Getting ready for the onsen.
Ray's girlfriend, Machi, is Japanese, and she lives with her family not far from Ray's apartment. In addition to seeing Ray again, getting to spend time with Machi and her family made my experience in Japan very special. They invited us over for lunch one day, so I got to see how they live and what they like to eat. It was really great. Their house was beautiful, the food was wonderful, and they are an incredibly kind and welcoming family which further convinced me that the Japanese must be some of the nicest people around.

Cooking with chopsticks

One day I decided to get out of the city for a little bit so I took a train to a small town, walked around a small park, and hiked a bit in the hills. After time in San Diego, LA, Tokyo, and then Okayama it was nice to be surrounded by farms and trees instead of just building and streets.

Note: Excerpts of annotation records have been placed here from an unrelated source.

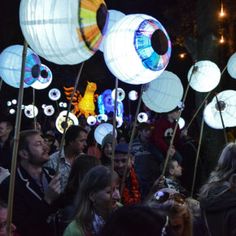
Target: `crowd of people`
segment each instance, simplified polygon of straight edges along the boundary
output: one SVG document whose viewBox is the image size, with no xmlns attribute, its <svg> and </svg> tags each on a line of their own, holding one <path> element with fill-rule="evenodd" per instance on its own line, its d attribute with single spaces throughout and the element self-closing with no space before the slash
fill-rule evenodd
<svg viewBox="0 0 236 236">
<path fill-rule="evenodd" d="M 191 194 L 181 177 L 190 174 L 188 155 L 193 160 L 196 152 L 186 155 L 179 114 L 177 107 L 139 123 L 131 144 L 129 130 L 107 134 L 100 145 L 94 127 L 82 122 L 66 130 L 61 148 L 55 128 L 22 130 L 12 202 L 14 127 L 0 120 L 0 236 L 236 235 L 236 144 L 222 149 L 208 180 Z"/>
</svg>

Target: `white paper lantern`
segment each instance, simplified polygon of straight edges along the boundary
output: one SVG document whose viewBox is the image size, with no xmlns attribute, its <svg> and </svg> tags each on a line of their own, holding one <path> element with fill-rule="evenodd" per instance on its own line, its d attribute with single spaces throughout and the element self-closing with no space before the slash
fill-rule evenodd
<svg viewBox="0 0 236 236">
<path fill-rule="evenodd" d="M 94 130 L 94 138 L 98 144 L 102 144 L 103 138 L 113 132 L 113 126 L 109 123 L 102 123 Z"/>
<path fill-rule="evenodd" d="M 166 68 L 171 54 L 169 36 L 159 21 L 144 14 L 126 15 L 104 41 L 109 70 L 121 81 L 145 84 Z"/>
<path fill-rule="evenodd" d="M 198 92 L 213 90 L 219 84 L 220 77 L 219 67 L 214 62 L 208 60 L 198 61 L 188 72 L 189 84 L 192 89 Z"/>
<path fill-rule="evenodd" d="M 67 111 L 60 112 L 55 122 L 57 130 L 62 134 L 64 132 L 64 128 L 65 130 L 67 130 L 71 125 L 79 125 L 77 117 L 71 112 L 69 112 L 68 120 L 66 123 L 66 115 Z"/>
<path fill-rule="evenodd" d="M 36 106 L 34 105 L 28 105 L 28 106 L 25 106 L 25 109 L 24 109 L 24 114 L 26 117 L 32 119 L 34 117 L 36 117 L 39 113 L 39 110 Z"/>
<path fill-rule="evenodd" d="M 129 97 L 129 100 L 136 101 L 138 99 L 137 91 L 135 91 L 135 90 L 129 91 L 128 97 Z"/>
<path fill-rule="evenodd" d="M 230 76 L 236 79 L 236 52 L 229 58 L 227 63 L 227 70 Z"/>
<path fill-rule="evenodd" d="M 116 89 L 113 89 L 111 92 L 111 97 L 115 100 Z M 122 102 L 125 99 L 125 91 L 122 88 L 117 88 L 117 101 Z"/>
<path fill-rule="evenodd" d="M 8 85 L 19 88 L 22 65 L 22 45 L 7 47 L 0 54 L 0 76 Z M 27 49 L 24 88 L 34 83 L 39 76 L 40 59 L 31 49 Z"/>
<path fill-rule="evenodd" d="M 52 83 L 52 72 L 46 66 L 41 64 L 39 78 L 31 85 L 32 88 L 42 90 Z"/>
<path fill-rule="evenodd" d="M 179 77 L 170 71 L 164 71 L 157 79 L 147 84 L 142 100 L 152 111 L 168 112 L 178 106 L 183 91 Z"/>
<path fill-rule="evenodd" d="M 57 88 L 53 88 L 50 89 L 48 92 L 48 97 L 52 100 L 52 101 L 57 101 L 60 99 L 61 97 L 61 92 L 59 89 Z"/>
<path fill-rule="evenodd" d="M 103 0 L 22 0 L 20 26 L 38 55 L 56 64 L 78 64 L 98 49 L 106 25 Z"/>
<path fill-rule="evenodd" d="M 217 103 L 217 99 L 219 104 Z M 223 129 L 221 116 L 225 127 L 236 126 L 236 91 L 225 90 L 217 94 L 204 109 L 204 121 L 214 129 Z"/>
<path fill-rule="evenodd" d="M 102 42 L 99 45 L 99 50 L 103 52 L 103 48 L 104 48 L 104 40 L 106 35 L 109 33 L 109 30 L 112 28 L 112 26 L 117 23 L 119 20 L 121 20 L 123 17 L 125 16 L 124 13 L 122 13 L 121 11 L 117 11 L 117 10 L 108 10 L 108 20 L 107 20 L 107 28 L 105 31 L 105 35 L 103 36 Z"/>
</svg>

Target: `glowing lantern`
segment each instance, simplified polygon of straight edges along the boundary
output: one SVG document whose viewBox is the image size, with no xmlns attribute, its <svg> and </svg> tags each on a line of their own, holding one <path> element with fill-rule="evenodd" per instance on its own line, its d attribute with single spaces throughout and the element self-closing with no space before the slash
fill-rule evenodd
<svg viewBox="0 0 236 236">
<path fill-rule="evenodd" d="M 20 26 L 38 55 L 56 64 L 78 64 L 98 49 L 106 25 L 103 0 L 22 0 Z"/>
<path fill-rule="evenodd" d="M 98 144 L 102 144 L 103 138 L 113 132 L 113 126 L 109 123 L 102 123 L 94 130 L 94 138 Z"/>
<path fill-rule="evenodd" d="M 161 113 L 173 110 L 182 96 L 183 86 L 179 77 L 170 71 L 164 71 L 147 84 L 142 100 L 149 109 Z"/>
<path fill-rule="evenodd" d="M 144 14 L 119 20 L 104 41 L 109 70 L 129 84 L 145 84 L 166 68 L 171 54 L 169 36 L 159 21 Z"/>
<path fill-rule="evenodd" d="M 52 83 L 52 72 L 46 66 L 41 64 L 39 78 L 31 85 L 32 88 L 42 90 Z"/>
<path fill-rule="evenodd" d="M 22 45 L 7 47 L 0 54 L 0 76 L 8 85 L 19 88 L 22 65 Z M 24 88 L 33 84 L 39 76 L 39 57 L 31 50 L 27 49 L 25 63 Z"/>
<path fill-rule="evenodd" d="M 194 71 L 193 71 L 194 69 Z M 209 92 L 220 82 L 219 67 L 211 61 L 198 61 L 188 72 L 188 80 L 192 89 L 198 92 Z"/>
<path fill-rule="evenodd" d="M 71 125 L 79 124 L 77 117 L 71 112 L 69 112 L 68 120 L 66 123 L 66 115 L 67 115 L 67 111 L 60 112 L 55 122 L 57 130 L 62 134 L 64 132 L 64 128 L 65 130 L 67 130 Z"/>
<path fill-rule="evenodd" d="M 236 52 L 229 58 L 227 63 L 227 70 L 230 76 L 236 79 Z"/>
<path fill-rule="evenodd" d="M 103 52 L 104 47 L 104 40 L 106 35 L 108 34 L 111 27 L 118 22 L 120 19 L 122 19 L 125 16 L 124 13 L 117 11 L 117 10 L 108 10 L 108 22 L 107 22 L 107 28 L 105 31 L 105 35 L 103 36 L 103 40 L 101 44 L 99 45 L 99 50 Z"/>
<path fill-rule="evenodd" d="M 217 103 L 217 100 L 219 103 Z M 214 129 L 223 129 L 220 111 L 225 127 L 236 126 L 236 91 L 225 90 L 217 94 L 204 109 L 204 120 Z"/>
</svg>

My last night in Japan, we met with Machi's family for a very delicious and traditional dinner at a Japanese pub called an izakaya. The food was wonderful. Everything comes in really small portions, like appetizers, so you get to try a lot of different things before you're full. Things like sushi, squid, vegetables, little bits of cooked meat – too many things to list; look at the photo. Another  interesting part of the izakaya is that it's a place where the Japanese relax much of the formality and “face” that is expected during the workday and allow a more casual, laughing, smiling atmosphere. I really enjoyed seeing the contrast.

at the izakaya
Once again, this was an experience I most certainly wouldn't have had without Machi's family (particularly her dad; he did all of the ordering for us). Ray and I were the only non-Asians in the room. And no way would I have figured out what order or how much … and for that matter, how to eat some of the items. Once again, Machi's family wins the hospitality award. These are the kinds of experiences that, for me, making international travel worth while.

Despite the rough start, I left Japan with a high regard for their culture. Many travel books will tell you Japan is a study in contrasts – new and old, high tech and ancient, giant sky scrapers and meticulously constructed parks. I found this to be a an accurate description. I like that the old customs are still quite strong and mixed with the new. The food was tasty, the sidewalks clean and orderly, the traffic well behaved (more bicycles than I've ever seen in my life), and the people friendly, happy, and welcoming.

Check out the photo album for more photos, videos, and captions.

A huge thanks to Ray, Machi, her Dad, and rest of her family for hosting me and making it a great experience!